Saturday, December 26, 2009

What has changed?

I recently read a post on Will Richardson's blog reflecting on the last year in education. What has changed, he wants to know.

I expect that the changes were not earthshaking. Not yet. Little things here and there -- a district with some new policies, a teacher here or there who sees education in a new light. At some point, changes will start to snowball, and educators will look back and marvel at the difference, but I don't think we're there quite yet. For the longest time, Paul and I had an e-mail address but hardly anyone to send messages to. For a while it probably seemed that there was no communication revolution in the making. And now, e-mail is practically passe. Same with cell phones. Each family member has a cell, something I would not have predicted when I bought my first one maybe ten years ago. And by the way, I have absolutely no interest in the fancy smart phones. At the same time, I acknowledge that some day I might have one anyway.

What has changed for me personally as a teacher? Quite a lot, if I think about it. Here are things I had little or no knowledge/experience of until just over a year ago, but I have implemented or at least played around with since:

RSS and Google Reader (it's a mess right now, but never mind)
blogs (I have two now)
wikis (using the Moodle ones more successfully)
Twitter (I never would have guessed I'd go there).
Diigo and Diigo Education
Google Docs/spreadsheets/presentations
Google Forms
Google Sites
Moodle quizzes
paperless handouts (I had done this before, but not as much)
backchannel in the classroom
TodaysMeet (I conducted one department meeting from a bagel shop).

There might be things I'm forgetting, but I think it's clear that I am headed in new directions as a teacher. It's not the tools, but rather what the tools can accomplish. I am looking for more collaboration, less paper, more sources of knowledge, more ways to get students excited about learning, and more ways to assess what students have learned.

I know that I have much to learn, but I think that 2009 has been a pretty good start.

Tuesday, December 8, 2009

Books still work.

A student was giving me a number of reasons why she couldn't get her assignment completed. Her internet was not working. The verses of the psalm she was working with were on her phone, which of course she was not able to pull out in some earlier class.

I was confused. "How about using a Bible?" I asked. Her response: "You have a Bible?"

Well, it is a religion classroom. And even with all of our nifty technology, books still work.

Monday, December 7, 2009

More backchannel

Rather spontaneously, I decided to have my students on TodaysMeet again as we started a video about the Eucharist. I like it even more for movies than for presentations, because Ron Rolheiser isn't actually there to be distracted by students typing their thoughts as he speaks.

Thoughts (and some non-thoughts) range from silliness ("oh whadup") to comments and questions that show attentiveness to the words of the speaker and a curiosity about his meaning. I was able to answer a couple of questions on the spot, and a couple more I will take up before we continue the video at the next class.

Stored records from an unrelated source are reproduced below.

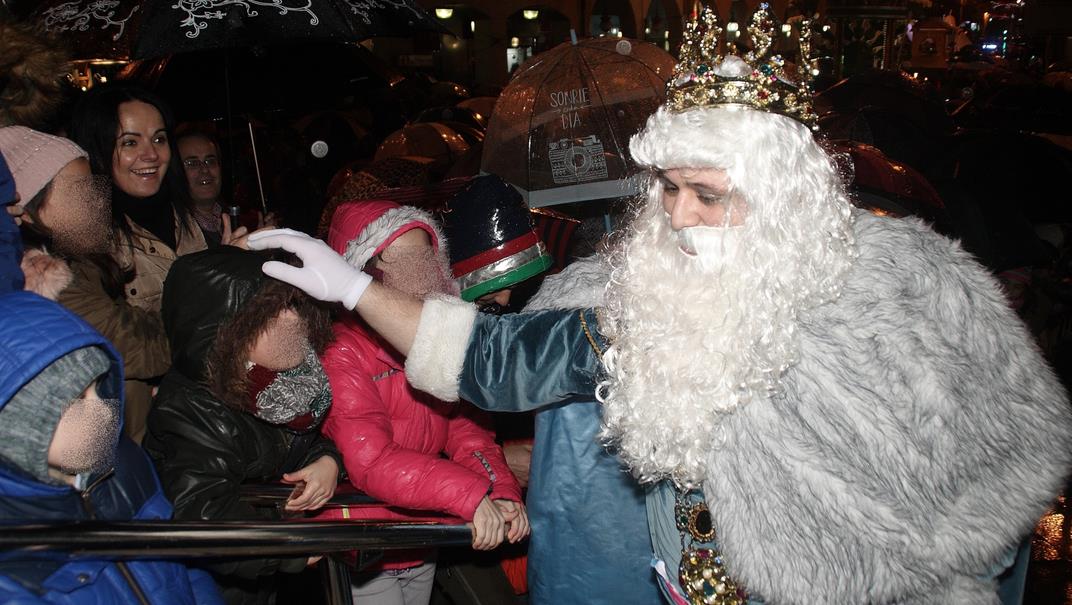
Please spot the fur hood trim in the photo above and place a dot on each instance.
(45, 275)
(382, 231)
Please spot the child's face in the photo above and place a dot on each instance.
(283, 343)
(85, 438)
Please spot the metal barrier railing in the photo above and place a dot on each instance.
(221, 540)
(168, 540)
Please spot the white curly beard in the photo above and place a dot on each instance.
(693, 341)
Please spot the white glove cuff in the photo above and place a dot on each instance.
(358, 284)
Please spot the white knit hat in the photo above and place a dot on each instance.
(34, 158)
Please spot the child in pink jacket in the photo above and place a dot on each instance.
(400, 445)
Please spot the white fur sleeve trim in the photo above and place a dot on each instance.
(437, 354)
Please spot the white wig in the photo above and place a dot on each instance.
(689, 344)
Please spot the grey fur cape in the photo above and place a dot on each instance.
(919, 438)
(917, 441)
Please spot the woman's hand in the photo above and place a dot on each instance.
(313, 485)
(267, 221)
(488, 526)
(516, 517)
(234, 237)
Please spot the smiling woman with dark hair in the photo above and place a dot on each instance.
(127, 133)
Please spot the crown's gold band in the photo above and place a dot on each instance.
(705, 76)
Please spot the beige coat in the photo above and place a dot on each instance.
(133, 325)
(152, 259)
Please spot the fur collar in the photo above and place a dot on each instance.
(375, 236)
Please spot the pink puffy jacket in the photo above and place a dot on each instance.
(400, 445)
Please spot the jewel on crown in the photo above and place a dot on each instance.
(705, 75)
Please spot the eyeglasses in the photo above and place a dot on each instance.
(196, 163)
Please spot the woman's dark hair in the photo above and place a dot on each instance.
(93, 127)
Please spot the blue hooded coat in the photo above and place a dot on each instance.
(33, 334)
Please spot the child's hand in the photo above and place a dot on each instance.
(516, 517)
(314, 485)
(488, 526)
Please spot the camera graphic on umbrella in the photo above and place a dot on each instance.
(577, 160)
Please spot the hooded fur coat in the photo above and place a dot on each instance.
(919, 438)
(916, 442)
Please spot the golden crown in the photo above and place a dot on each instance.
(705, 76)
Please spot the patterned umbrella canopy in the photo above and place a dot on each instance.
(123, 29)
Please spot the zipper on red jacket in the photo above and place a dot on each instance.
(123, 570)
(487, 466)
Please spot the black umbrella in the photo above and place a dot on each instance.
(892, 92)
(123, 29)
(92, 29)
(180, 26)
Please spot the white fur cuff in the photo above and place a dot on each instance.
(437, 354)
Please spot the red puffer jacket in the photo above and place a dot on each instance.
(400, 445)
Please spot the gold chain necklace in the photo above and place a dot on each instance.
(702, 573)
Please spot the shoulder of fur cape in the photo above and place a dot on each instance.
(914, 443)
(581, 284)
(45, 275)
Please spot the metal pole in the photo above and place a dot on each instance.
(169, 539)
(256, 167)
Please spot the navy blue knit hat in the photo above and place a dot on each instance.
(493, 244)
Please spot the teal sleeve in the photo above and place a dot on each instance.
(524, 362)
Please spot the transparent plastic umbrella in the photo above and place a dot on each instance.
(561, 129)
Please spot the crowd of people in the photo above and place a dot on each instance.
(753, 393)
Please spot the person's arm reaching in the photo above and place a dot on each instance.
(326, 276)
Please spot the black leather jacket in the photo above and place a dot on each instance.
(203, 448)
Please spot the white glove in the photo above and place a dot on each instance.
(324, 274)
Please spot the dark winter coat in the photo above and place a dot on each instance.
(203, 447)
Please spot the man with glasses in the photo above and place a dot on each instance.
(201, 159)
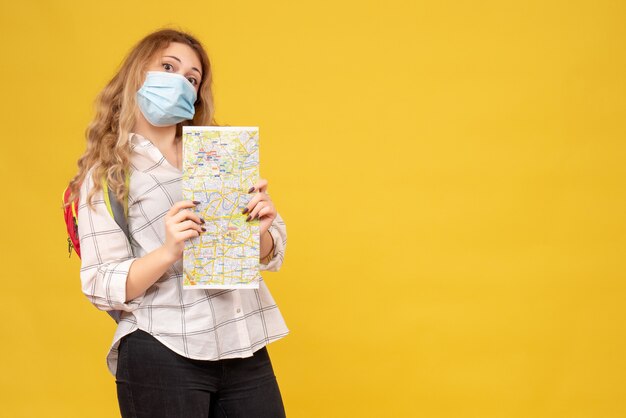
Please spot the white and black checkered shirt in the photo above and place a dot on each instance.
(198, 323)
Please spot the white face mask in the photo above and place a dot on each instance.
(166, 99)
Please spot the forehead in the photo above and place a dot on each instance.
(183, 52)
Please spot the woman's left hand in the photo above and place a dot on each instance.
(260, 206)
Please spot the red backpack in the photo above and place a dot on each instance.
(118, 211)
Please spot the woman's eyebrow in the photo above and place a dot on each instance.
(177, 59)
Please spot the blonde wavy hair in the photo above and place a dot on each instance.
(108, 146)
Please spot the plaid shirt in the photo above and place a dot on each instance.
(196, 323)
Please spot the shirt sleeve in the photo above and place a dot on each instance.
(106, 254)
(279, 234)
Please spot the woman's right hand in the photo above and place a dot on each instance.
(181, 224)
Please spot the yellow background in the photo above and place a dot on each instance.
(451, 174)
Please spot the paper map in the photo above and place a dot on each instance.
(220, 164)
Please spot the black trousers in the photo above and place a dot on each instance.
(154, 381)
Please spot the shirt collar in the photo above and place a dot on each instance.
(137, 139)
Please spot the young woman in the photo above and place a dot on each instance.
(175, 353)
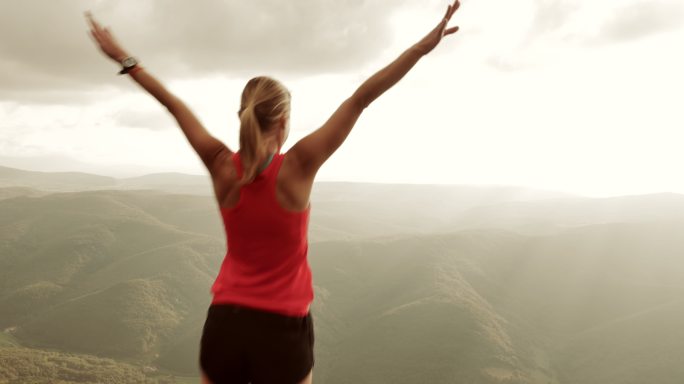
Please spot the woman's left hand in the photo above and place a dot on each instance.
(429, 42)
(105, 40)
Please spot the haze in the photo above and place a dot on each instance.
(575, 96)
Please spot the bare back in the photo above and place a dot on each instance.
(293, 188)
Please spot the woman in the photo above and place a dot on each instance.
(258, 327)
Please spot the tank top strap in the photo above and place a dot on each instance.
(237, 163)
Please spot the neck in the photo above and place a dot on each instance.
(266, 162)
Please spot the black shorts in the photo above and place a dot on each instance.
(245, 345)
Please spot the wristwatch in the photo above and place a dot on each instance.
(128, 63)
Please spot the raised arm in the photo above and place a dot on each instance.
(313, 150)
(211, 150)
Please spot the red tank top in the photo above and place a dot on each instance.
(266, 264)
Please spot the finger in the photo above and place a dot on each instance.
(454, 7)
(451, 30)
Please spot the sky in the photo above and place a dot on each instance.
(581, 96)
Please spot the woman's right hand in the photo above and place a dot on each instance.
(105, 40)
(430, 41)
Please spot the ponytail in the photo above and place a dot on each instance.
(252, 148)
(264, 101)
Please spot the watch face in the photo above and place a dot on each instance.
(129, 62)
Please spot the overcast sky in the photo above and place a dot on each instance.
(582, 96)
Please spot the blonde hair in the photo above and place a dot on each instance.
(264, 101)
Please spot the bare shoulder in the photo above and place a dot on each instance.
(293, 185)
(224, 179)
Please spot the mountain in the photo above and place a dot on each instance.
(437, 284)
(53, 181)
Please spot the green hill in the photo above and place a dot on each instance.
(549, 291)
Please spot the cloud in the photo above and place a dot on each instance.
(641, 19)
(551, 15)
(44, 44)
(151, 120)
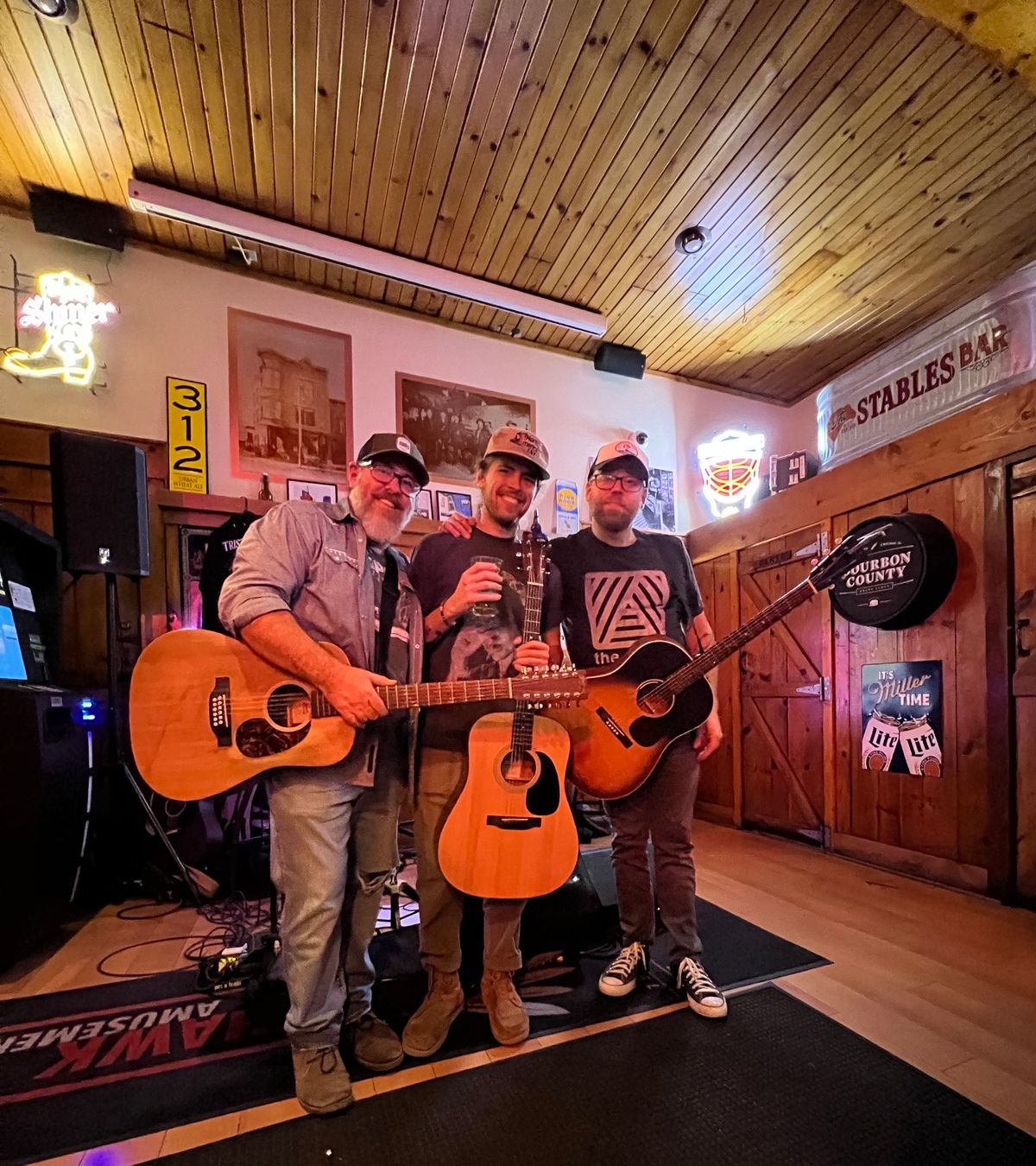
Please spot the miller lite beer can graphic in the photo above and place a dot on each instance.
(921, 748)
(880, 736)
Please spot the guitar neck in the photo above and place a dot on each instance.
(702, 665)
(521, 726)
(417, 696)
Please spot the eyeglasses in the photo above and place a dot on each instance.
(383, 475)
(626, 482)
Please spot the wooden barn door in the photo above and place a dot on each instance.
(1023, 676)
(783, 692)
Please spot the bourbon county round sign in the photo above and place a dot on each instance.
(903, 576)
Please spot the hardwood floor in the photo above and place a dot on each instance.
(942, 979)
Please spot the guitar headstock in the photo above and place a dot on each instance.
(836, 562)
(535, 559)
(556, 685)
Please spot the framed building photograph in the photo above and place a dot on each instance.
(452, 502)
(422, 504)
(659, 510)
(452, 423)
(290, 396)
(312, 491)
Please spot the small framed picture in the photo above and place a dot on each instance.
(312, 491)
(450, 502)
(422, 504)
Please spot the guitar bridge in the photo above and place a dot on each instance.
(219, 713)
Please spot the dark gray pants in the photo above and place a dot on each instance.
(660, 812)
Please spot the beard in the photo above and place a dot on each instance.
(380, 523)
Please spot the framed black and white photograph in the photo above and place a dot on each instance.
(452, 423)
(423, 504)
(312, 491)
(290, 396)
(659, 510)
(452, 502)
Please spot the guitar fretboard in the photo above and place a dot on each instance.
(711, 658)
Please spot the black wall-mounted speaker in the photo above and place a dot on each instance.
(620, 359)
(72, 217)
(99, 489)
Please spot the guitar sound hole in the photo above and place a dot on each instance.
(653, 702)
(518, 770)
(288, 707)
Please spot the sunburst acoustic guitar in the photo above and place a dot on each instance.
(510, 833)
(206, 713)
(635, 709)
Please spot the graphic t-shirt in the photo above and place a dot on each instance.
(615, 596)
(476, 647)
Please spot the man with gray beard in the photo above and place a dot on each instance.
(304, 573)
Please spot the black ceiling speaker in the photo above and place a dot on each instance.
(905, 575)
(72, 217)
(620, 359)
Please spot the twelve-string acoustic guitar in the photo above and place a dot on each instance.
(207, 713)
(510, 833)
(633, 710)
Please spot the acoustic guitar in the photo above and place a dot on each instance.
(207, 713)
(635, 709)
(510, 833)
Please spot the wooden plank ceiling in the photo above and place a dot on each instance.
(859, 168)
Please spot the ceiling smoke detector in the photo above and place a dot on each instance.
(693, 239)
(63, 12)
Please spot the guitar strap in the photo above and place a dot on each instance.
(387, 612)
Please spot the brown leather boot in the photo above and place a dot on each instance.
(509, 1018)
(430, 1023)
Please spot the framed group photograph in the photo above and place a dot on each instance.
(312, 491)
(290, 398)
(452, 423)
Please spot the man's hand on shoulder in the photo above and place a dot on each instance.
(353, 692)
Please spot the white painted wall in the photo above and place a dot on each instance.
(173, 322)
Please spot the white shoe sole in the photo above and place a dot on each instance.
(616, 989)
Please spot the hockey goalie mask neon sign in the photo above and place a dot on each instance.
(730, 470)
(66, 310)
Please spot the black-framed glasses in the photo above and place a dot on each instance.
(626, 482)
(382, 473)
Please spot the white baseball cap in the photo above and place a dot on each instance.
(619, 452)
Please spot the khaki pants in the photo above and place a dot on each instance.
(443, 773)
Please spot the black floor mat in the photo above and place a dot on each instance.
(192, 1058)
(775, 1085)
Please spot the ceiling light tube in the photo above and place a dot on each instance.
(174, 204)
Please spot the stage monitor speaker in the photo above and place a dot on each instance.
(620, 359)
(99, 489)
(72, 217)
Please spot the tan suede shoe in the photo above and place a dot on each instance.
(429, 1026)
(322, 1082)
(509, 1018)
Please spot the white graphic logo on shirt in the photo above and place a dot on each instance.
(625, 606)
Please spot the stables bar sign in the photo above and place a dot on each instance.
(980, 350)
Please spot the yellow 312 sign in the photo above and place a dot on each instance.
(187, 435)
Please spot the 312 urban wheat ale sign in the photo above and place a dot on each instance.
(903, 717)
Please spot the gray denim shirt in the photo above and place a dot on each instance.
(312, 560)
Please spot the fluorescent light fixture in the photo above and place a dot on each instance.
(173, 204)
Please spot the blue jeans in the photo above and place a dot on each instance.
(332, 849)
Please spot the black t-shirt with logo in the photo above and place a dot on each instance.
(476, 647)
(615, 596)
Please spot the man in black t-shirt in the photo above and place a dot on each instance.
(473, 618)
(620, 586)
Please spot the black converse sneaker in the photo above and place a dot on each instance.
(703, 996)
(620, 976)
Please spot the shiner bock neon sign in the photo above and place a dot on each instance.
(66, 310)
(730, 470)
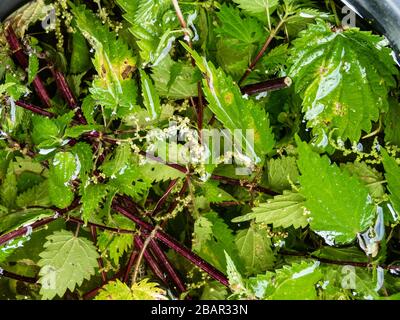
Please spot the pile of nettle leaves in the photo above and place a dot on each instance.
(85, 213)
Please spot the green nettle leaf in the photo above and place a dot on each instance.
(29, 14)
(92, 196)
(16, 220)
(340, 204)
(44, 129)
(33, 67)
(115, 290)
(8, 192)
(64, 168)
(340, 87)
(158, 172)
(282, 172)
(35, 196)
(115, 244)
(211, 238)
(238, 40)
(295, 282)
(143, 290)
(181, 86)
(372, 178)
(214, 194)
(236, 282)
(282, 211)
(254, 246)
(392, 129)
(258, 8)
(234, 111)
(84, 153)
(65, 262)
(152, 38)
(233, 25)
(392, 174)
(150, 97)
(114, 63)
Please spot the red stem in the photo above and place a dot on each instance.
(266, 86)
(131, 261)
(93, 233)
(175, 245)
(149, 259)
(167, 265)
(66, 92)
(21, 57)
(34, 109)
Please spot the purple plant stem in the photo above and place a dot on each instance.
(99, 226)
(129, 266)
(66, 92)
(37, 224)
(93, 233)
(167, 265)
(22, 59)
(34, 109)
(267, 86)
(149, 259)
(175, 245)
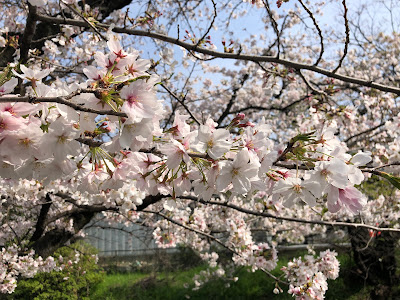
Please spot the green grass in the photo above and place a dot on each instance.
(251, 285)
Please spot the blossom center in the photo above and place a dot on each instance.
(297, 188)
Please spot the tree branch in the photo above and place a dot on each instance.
(235, 56)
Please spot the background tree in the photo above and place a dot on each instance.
(90, 125)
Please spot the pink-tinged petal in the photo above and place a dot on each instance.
(221, 134)
(333, 199)
(223, 181)
(241, 159)
(355, 175)
(361, 159)
(241, 185)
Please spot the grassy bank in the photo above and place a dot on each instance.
(179, 285)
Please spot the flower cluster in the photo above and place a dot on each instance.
(308, 276)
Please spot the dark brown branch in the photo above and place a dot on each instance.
(321, 38)
(180, 102)
(61, 100)
(235, 56)
(29, 32)
(290, 219)
(282, 109)
(226, 112)
(40, 223)
(347, 41)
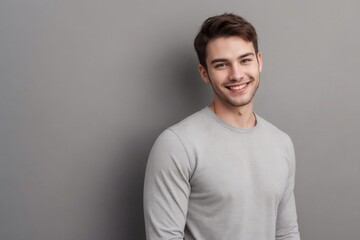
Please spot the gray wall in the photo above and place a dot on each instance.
(86, 86)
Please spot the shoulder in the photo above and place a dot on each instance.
(275, 133)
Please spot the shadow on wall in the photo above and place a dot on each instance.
(178, 93)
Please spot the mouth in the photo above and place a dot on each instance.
(237, 87)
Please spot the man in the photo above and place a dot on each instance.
(224, 172)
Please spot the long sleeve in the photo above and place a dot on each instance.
(286, 224)
(166, 188)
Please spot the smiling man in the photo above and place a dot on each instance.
(223, 172)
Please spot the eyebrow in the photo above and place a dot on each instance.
(224, 59)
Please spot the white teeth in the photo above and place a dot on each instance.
(238, 87)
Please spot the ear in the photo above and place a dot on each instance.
(259, 57)
(203, 73)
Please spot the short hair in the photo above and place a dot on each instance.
(224, 25)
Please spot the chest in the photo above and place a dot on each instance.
(240, 172)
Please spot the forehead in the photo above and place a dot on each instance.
(228, 47)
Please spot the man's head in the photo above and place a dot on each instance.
(229, 59)
(224, 25)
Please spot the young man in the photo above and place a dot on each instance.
(224, 172)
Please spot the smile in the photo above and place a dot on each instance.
(238, 87)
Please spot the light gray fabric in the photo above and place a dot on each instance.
(207, 180)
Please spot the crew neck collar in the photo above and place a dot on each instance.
(231, 127)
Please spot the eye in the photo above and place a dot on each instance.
(246, 60)
(220, 65)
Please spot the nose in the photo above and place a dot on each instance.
(236, 72)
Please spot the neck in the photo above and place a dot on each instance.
(240, 117)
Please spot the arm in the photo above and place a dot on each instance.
(286, 224)
(166, 188)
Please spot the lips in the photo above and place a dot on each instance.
(237, 87)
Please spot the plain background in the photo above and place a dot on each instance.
(87, 86)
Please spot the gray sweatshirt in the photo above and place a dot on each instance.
(208, 180)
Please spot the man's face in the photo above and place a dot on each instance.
(233, 70)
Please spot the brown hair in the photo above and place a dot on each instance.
(224, 25)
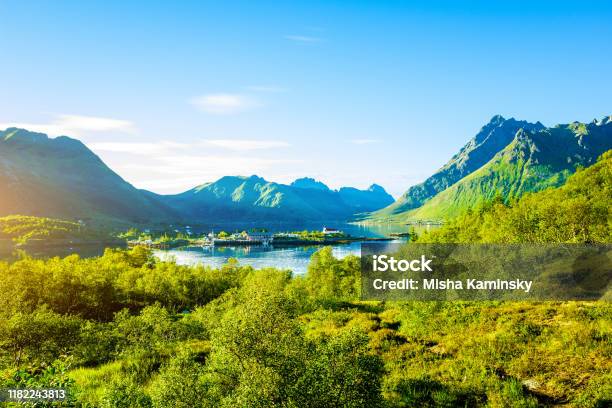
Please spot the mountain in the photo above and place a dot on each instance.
(534, 159)
(372, 199)
(62, 178)
(308, 182)
(235, 198)
(493, 137)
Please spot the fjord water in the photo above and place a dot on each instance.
(295, 258)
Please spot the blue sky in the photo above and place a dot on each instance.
(351, 93)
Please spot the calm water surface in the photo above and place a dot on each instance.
(295, 259)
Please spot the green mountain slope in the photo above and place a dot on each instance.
(234, 198)
(372, 199)
(531, 162)
(578, 211)
(62, 178)
(493, 137)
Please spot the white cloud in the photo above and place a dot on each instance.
(137, 148)
(75, 125)
(224, 103)
(174, 173)
(245, 144)
(365, 141)
(303, 39)
(267, 88)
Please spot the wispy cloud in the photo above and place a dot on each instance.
(75, 125)
(304, 39)
(245, 144)
(224, 103)
(267, 88)
(365, 141)
(137, 148)
(174, 173)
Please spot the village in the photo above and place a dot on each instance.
(253, 237)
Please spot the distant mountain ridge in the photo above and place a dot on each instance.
(254, 197)
(60, 177)
(533, 158)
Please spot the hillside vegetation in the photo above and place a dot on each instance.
(127, 330)
(578, 211)
(23, 230)
(533, 159)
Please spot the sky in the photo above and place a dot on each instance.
(175, 94)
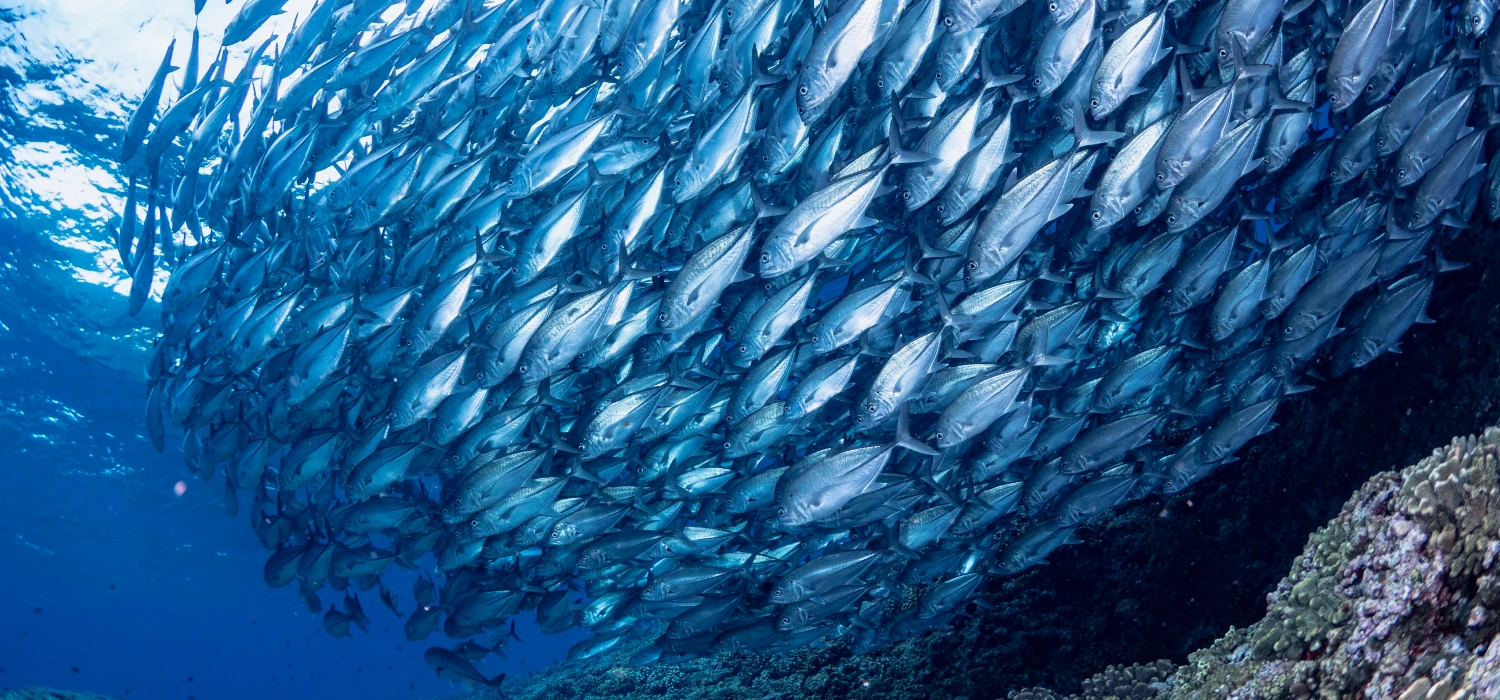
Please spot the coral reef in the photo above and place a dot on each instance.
(47, 694)
(1394, 598)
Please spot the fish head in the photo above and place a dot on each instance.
(1344, 90)
(1298, 326)
(689, 182)
(917, 191)
(1220, 329)
(1364, 352)
(1424, 210)
(531, 369)
(1170, 171)
(812, 92)
(1104, 213)
(786, 592)
(872, 412)
(1476, 21)
(1182, 212)
(1346, 170)
(1409, 170)
(950, 433)
(1103, 102)
(657, 591)
(1388, 138)
(521, 182)
(951, 206)
(960, 17)
(1044, 78)
(824, 338)
(980, 267)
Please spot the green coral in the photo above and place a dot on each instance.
(48, 694)
(1391, 600)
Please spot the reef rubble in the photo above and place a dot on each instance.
(47, 694)
(1398, 597)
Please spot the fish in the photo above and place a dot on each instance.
(738, 314)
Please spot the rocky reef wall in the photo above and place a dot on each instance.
(1166, 576)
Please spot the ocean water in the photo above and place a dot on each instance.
(110, 580)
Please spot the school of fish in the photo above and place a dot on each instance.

I don't mean for this to replace our face-to-face, vocal discussion, but I hope rather that it will help to facilitate it. Time will tell as I continue to experiment.

Friday, December 4, 2009

More on wikis

In the past I've considered Moodle wikis to be a bit clunky, but they're growing on me a bit. It's better to use group pages, because different groups trying to upload to the same page just takes too long.

Having the groups auto-generated seemed nifty, but then I got to a class and discovered that four students who were not shown as absent on the computer were on retreat, and the groups were lopsided. I didn't have time to reconfigure the groups. I only needed to move one student. She was not on the right page anymore, so her partner did the uploading.

Students explored websites of organizations to make connections between their work and themes of Catholic Social Teaching. I told them that if they had time they could "make it pretty" and upload photos, and most groups were able to do so. We then viewed each wiki page while the group explained their findings.

Not bad for a period's work.

Tuesday, December 1, 2009

What's a wiki?

Of about 50 students in two predominantly senior classes (the ones who have carried laptops around for about three and a half years), I would say that about ten raised their hands when I asked who knew what a wiki is.